IN Debrett's predictably pompous New Guide to Etiquette & Modern Manners published this week, the author John Morgan rather sniffily refers to the practice of "metropolitan singles" serving pre-prepared food at their dinner parties.
If your idea of cooking involves several foil packages and a microwave, it is apparently good manners to warn your guests with the expression "Lord Sieff is in the kitchen tonight". According to Mr Morgan they will immediately understand that you are referring to the one-time chairman of Marks & Spencer and will adjust their culinary expectations accordingly.
Unfortunately for the non-Darina types among us, it means that their expectations will rocket - and with ever increasing reason. The good news is the new M & S, which opened yesterday, has a vast new supermarket-style food hall in the basement. Wide aisles, loose fruit: and vegetables and a cash point at the checkouts (for those shoppers who lose the run of themselves) are major addition, but most goodies will be familiar to northsiders used to the large Mary Street branch of the store.
There are a few tempting new ranges on the shelves which should find their way on to Dublin's dinner party menus including Chicken Panzerotti, Tagliolini Verdi Gratnati, or for the more adventurous, Prawn Balti with nan bread. To complete the picture of a one-stop dinner-party shop the wine section has been greatly expanded and there's a horticulture shop where hosts can stock up on a colour coordinated floral centrepiece.

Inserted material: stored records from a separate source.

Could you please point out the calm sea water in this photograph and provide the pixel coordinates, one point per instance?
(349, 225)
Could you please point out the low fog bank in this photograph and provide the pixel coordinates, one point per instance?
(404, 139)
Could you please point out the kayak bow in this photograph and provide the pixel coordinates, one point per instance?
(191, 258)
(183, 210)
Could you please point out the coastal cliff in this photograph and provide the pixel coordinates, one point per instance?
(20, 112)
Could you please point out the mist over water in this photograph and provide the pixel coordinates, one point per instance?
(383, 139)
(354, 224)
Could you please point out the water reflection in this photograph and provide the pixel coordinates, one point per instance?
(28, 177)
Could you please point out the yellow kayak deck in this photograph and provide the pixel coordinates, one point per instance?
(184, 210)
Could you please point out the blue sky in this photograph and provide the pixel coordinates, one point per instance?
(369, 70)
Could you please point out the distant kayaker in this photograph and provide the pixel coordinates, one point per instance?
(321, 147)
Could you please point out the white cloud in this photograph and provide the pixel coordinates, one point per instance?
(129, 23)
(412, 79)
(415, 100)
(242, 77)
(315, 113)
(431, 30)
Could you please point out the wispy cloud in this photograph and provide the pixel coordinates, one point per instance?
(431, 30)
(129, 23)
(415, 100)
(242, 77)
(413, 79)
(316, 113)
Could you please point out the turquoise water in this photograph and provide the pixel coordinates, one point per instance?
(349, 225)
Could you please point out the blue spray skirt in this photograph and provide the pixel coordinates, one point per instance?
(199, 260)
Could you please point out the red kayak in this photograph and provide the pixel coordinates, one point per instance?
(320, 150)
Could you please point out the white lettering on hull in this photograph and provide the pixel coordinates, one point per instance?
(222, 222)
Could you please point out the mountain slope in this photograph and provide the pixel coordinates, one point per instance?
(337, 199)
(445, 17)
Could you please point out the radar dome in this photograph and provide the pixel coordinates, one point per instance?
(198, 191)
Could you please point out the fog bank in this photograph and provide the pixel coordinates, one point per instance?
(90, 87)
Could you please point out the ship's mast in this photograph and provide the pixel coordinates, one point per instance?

Knowing that M & S food is such a major draw, the store is laid out so that the escalators going down to the basement are near enough to the door so that shoppers can descend into pre-packed bliss with barely a glimpse of a Shetland sweater or a lambs-wool two-piece.

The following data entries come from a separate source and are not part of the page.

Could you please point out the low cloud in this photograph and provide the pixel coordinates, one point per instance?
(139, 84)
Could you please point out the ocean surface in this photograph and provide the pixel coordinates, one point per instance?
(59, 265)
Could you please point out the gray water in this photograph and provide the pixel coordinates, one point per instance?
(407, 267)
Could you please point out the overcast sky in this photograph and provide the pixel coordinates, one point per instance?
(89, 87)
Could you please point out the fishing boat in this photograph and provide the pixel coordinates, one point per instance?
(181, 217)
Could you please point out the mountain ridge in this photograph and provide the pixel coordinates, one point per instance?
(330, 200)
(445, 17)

The bad news is that the store which seems to take up half of Grafton Street, looks so determinedly ordinary inside. Beige walls, a beige and brown mottled carpet and extremely dull displays are dreary enough, but the effect is made all the worse by the cruel fluorescent lighting beaming down unforgivingly from the first floor's oppressively low ceiling.
Up the road Habitat have to virtually employ people on crowd control duty, but M & S management has decided there's no room for an interiors section in the new super-store, and the children's clothes section is only a fraction of what is available in the Mary Street branch.